La capra ha uno sguardo languoroso per il dio Pan, mezzo uomo, mezzo capro. Questa scultura, in marmo bianco, “lasciva, ma bella”, secondo uno storico d’arte di questo secolo, costituisce una delle opere di maggior rilievo della collezione “erotica” di Pompei presentata dal Museo archeologico di Napoli. Realizzata nel II secolo a. C., la statua proviene dalla città gemella di Herculanum, seppellita nella stessa eruzione del Vesuvio nell’anno 79 della nostra era.
Circa 250 pitture, sculture ed oggetti erotici furono assemblati dall’archeologa Marinella Lista con il sovrintendente Stefano De Caro nelle tre salette precedute da un vestibolo che i Borbone avevano pudicamente chiuso al pubblico, valente alla collezione il nome di “gabinetto segreto”.
Bisogna innanzitutto attraversare la casa del Fauno, che contiene i più bei mosaici colorati di Pompei, con i suoi affreschi nilotici popolati da innumerevoli animali africani (coccodrilli, ippopotami, ibis) e con l’immensa epopea della battaglia di Alessandro Magno contro Dario. Questi mosaici datanti al 120 a. C. furono resi al pubblico, dopo un restauro durato due anni.
Nell’anticamera, un mosaico in bianconero, di grande dimensione : rappresenta tre barche nelle quali si amano delle coppie di pigmei, mentre un asino tradisce il compagno. Un poco più lontano, Pan tenta di sedurre un giovane efebo. In una vetrina, una profusione di ex voto molto espliciti, a carattere divinatorio.
La prima sala presenta pitture che mostrano il mondo degli dei, quello di Venere e, standole di fronte, quello di Apollo. Le pitture sono graziose e delicate. Ciò non esclude le licenziosità, come quel fauno che stuzzica un ermafrodito sotto lo sguardo sconcertato di una bella Menade. La seconda sala è consacrata al giardino, o più esattamente ad una natura, in cui Ermes, il protettore dei campi, mette ordine ed organizzazione. Ecco i termini (delimitanti i terreni) dalle forme molto mascoline, dei fauni scatenati contro delle baccanti.

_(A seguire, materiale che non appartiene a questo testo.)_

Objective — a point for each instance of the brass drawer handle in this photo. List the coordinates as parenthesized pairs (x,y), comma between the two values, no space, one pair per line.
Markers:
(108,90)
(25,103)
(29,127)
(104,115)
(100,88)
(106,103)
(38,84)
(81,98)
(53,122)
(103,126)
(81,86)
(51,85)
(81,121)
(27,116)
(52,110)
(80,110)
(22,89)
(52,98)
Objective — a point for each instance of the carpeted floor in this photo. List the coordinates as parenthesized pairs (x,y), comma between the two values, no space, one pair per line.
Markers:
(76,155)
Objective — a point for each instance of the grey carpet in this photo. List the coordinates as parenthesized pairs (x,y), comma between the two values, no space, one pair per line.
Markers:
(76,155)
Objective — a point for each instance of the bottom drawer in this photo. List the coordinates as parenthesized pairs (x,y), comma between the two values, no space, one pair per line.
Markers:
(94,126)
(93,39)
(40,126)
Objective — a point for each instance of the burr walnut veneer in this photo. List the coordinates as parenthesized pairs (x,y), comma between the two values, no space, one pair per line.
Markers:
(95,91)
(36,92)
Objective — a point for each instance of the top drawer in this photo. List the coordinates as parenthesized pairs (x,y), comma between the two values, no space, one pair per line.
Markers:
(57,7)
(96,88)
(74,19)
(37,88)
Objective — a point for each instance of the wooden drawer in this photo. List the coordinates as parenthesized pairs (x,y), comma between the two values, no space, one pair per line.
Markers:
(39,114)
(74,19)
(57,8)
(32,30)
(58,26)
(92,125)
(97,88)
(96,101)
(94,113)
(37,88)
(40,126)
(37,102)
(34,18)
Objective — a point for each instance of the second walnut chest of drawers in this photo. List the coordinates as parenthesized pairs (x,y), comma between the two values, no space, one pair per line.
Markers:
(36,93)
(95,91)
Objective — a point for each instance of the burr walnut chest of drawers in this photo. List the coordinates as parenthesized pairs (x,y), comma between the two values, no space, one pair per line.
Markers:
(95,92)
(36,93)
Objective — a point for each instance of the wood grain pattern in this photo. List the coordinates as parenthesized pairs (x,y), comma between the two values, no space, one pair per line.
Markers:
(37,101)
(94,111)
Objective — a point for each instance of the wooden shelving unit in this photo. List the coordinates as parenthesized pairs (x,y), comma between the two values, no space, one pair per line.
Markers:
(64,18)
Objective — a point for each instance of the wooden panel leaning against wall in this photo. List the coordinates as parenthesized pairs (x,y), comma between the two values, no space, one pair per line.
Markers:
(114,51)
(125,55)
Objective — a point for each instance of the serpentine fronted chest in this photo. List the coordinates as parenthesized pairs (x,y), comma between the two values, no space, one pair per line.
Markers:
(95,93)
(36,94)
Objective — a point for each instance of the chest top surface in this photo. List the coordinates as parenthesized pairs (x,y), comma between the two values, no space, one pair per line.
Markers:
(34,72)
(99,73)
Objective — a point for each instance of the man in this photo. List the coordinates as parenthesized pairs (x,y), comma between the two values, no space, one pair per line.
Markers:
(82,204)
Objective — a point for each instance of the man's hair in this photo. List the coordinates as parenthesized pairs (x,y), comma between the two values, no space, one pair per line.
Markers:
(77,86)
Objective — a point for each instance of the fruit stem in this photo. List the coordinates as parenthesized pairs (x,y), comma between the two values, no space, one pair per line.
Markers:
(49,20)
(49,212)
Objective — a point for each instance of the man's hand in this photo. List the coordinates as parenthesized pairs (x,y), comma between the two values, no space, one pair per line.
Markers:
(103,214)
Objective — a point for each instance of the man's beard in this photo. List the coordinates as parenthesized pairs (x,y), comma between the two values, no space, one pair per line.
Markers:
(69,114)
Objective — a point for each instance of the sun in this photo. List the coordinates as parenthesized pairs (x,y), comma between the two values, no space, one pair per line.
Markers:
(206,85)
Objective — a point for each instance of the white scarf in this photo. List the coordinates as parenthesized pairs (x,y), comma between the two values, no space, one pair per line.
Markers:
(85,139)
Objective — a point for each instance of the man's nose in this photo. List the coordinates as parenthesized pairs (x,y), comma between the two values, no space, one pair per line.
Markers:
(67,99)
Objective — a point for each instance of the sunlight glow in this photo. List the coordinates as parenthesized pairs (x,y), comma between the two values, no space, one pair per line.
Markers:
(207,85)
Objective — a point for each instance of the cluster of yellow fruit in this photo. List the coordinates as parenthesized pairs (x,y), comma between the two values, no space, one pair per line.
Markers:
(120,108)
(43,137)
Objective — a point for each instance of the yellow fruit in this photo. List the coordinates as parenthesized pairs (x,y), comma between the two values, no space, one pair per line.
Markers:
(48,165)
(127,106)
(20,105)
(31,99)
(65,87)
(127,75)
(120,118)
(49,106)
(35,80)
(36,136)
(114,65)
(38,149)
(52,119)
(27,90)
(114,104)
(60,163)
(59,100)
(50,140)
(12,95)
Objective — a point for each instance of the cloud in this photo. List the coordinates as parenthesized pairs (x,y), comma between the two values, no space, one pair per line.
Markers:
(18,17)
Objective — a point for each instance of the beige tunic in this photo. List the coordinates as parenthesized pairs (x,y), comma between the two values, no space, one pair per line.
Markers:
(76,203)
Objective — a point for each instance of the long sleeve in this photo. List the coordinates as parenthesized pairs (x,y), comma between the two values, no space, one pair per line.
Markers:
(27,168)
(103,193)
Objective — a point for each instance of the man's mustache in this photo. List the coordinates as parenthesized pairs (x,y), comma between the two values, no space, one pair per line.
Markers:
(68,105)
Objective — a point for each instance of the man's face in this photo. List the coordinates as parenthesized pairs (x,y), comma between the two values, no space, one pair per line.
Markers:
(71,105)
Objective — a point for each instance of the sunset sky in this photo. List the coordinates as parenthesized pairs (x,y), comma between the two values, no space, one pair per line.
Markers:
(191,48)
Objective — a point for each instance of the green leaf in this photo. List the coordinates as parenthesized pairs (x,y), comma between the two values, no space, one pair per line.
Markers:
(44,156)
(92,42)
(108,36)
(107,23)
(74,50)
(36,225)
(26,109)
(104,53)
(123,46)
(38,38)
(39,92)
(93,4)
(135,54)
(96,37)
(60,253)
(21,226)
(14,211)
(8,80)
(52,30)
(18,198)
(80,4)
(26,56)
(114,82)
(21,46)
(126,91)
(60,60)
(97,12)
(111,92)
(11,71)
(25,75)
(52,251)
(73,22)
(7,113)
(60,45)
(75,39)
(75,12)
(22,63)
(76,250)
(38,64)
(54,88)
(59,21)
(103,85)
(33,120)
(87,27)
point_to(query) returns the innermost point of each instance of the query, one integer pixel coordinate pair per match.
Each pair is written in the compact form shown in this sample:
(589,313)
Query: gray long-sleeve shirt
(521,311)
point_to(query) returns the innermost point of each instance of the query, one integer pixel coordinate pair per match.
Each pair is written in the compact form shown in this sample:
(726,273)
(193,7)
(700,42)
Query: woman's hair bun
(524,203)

Ancora più esplicite, ed anche francamente salaci, le scene della terza sala, che rappresentano la vita domestica, il banchetto, la vita dei lupanari che abbondano a Pompei (trentacinque. di cui due grandi, per una popolazione di 12000 abitanti). Scene di piacere, scene educative. Scene di sbicchierata ancora accompagnate dagli strumenti del rito, lampade ad olio scolpite di giochi acrobatici erotici…Questi oggetti, graziosamente lavorati, sono destinati ad allontanare gli spiriti maligni.
In linea di massima, questi quadri e questi oggetti non erano destinati al pubblico, neanche ordinariamente mostrati alle spose. Essi erano conservati nei “cunicoli”, camere dei padroni di casa, dove erano rappresentati gli amori di Giove per Danae o per Ganimede. O ancora riservati ai lupanari. Ciò non vuol dire che le strade di Pompei erano pudibonde. Tutta la città rendeva omaggio alla virilità, simbolo di ricchezza e di fertilità. “Ic habitat felicitas”, proclama un’iscrizione, che era il solo mezzo di informazione e di pubblicità che si possedeva incisa su un sesso in tufo appeso al di sopra del forno di un panettiere. L’epigrafe vuol dire : “Qui abita la prosperità.”